- Born: 1944
- Died: March 8, 2006 (aged 61–62)
- Other names: Sir Steven MacEanruig
- Occupation: Game designer
- Organizations: Society for Creative Anachronism (SCA), DunDraCon
- Known for: Co-designing several role-playing games
- Notable work: RuneQuest, Worlds of Wonder, Superworld

= Steve Henderson (game designer) =

Role-playing game designer

Steve Henderson (1944 - March 8, 2006) was the co-designer of several role playing game titles and supplements.

==Career==
Steve Henderson, Steve Perrin and Warren James, began working on an idea for an original role-playing game system for Glorantha, and were soon joined by Ray Turney from the original failed design team. Henderson's work includes RuneQuest, Worlds of Wonder and Superworld, and a partner in DunDraCon. He was one of the founders of the Society for Creative Anachronism (SCA), where he was known as Sir Steven MacEanruig.

He wrote the first RuneQuest adventure supplement, Balastor's Barracks with assistance from Steve Perrin and Warren James. The adventure is a dungeon crawl where the adventurers seek a powerful magic item as the primary quest. The adventure is intended as an introductory adventure for new players and game masters who are new to the RuneQuest system, providing practical demonstrations of many of the mechanics of this game system.

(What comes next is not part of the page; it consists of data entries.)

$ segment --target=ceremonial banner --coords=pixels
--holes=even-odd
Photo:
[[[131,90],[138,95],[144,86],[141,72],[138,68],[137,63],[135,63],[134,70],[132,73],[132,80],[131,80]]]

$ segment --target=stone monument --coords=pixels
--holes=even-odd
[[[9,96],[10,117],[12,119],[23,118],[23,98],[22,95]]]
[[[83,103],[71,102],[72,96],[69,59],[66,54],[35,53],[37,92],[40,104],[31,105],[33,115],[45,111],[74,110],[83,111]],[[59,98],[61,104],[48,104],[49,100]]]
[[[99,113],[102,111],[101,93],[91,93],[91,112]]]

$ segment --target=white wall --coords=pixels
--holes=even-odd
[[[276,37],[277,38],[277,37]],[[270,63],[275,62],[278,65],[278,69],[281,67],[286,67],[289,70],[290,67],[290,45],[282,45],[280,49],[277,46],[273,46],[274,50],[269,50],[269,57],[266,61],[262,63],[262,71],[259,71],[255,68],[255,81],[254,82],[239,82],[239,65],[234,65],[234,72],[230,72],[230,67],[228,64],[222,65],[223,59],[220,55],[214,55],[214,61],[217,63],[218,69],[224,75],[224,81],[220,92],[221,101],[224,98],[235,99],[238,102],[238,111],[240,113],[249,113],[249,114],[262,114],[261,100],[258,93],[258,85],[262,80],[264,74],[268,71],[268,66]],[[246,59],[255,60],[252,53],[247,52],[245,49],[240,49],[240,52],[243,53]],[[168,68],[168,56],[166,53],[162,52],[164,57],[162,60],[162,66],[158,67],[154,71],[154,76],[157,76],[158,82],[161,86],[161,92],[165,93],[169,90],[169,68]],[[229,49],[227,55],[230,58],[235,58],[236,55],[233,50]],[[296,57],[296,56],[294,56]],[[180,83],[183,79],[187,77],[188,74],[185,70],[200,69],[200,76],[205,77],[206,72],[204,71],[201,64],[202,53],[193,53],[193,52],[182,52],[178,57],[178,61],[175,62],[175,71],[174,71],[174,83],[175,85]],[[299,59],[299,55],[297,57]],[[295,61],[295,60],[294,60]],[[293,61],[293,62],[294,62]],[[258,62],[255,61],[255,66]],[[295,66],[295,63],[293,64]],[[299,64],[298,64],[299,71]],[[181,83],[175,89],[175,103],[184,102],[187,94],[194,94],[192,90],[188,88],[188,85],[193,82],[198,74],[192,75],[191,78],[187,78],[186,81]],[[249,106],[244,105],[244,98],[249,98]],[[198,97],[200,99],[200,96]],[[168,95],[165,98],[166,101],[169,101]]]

As Sir Steven MacEanruig, Henderson developed many techniques which advanced the state of the art of the martial arts as recreated in SCA armed combat. Among these were the development of dynamic fighting styles that feature fluid movement on the part of the combatant and coordinating footwork with the timing of sword-blows in such a way as to allow the combatant to deliver forceful blows without pausing in their movement. He was also one of the founders of the "BART" fighter practices (for "Bay Area Rapid Training") often held at the Rockridge BART station in Oakland, California. The BART practice has been the starting point for many people who participate in SCA combat, as well as serving as a laboratory for the improvement of training practices, and the development of combat recreation techniques to better and more safely simulate medieval combat.

Henderson was at the initial event of the SCA on May 1, 1966.

Henderson died on March 8, 2006, as the result of a stroke.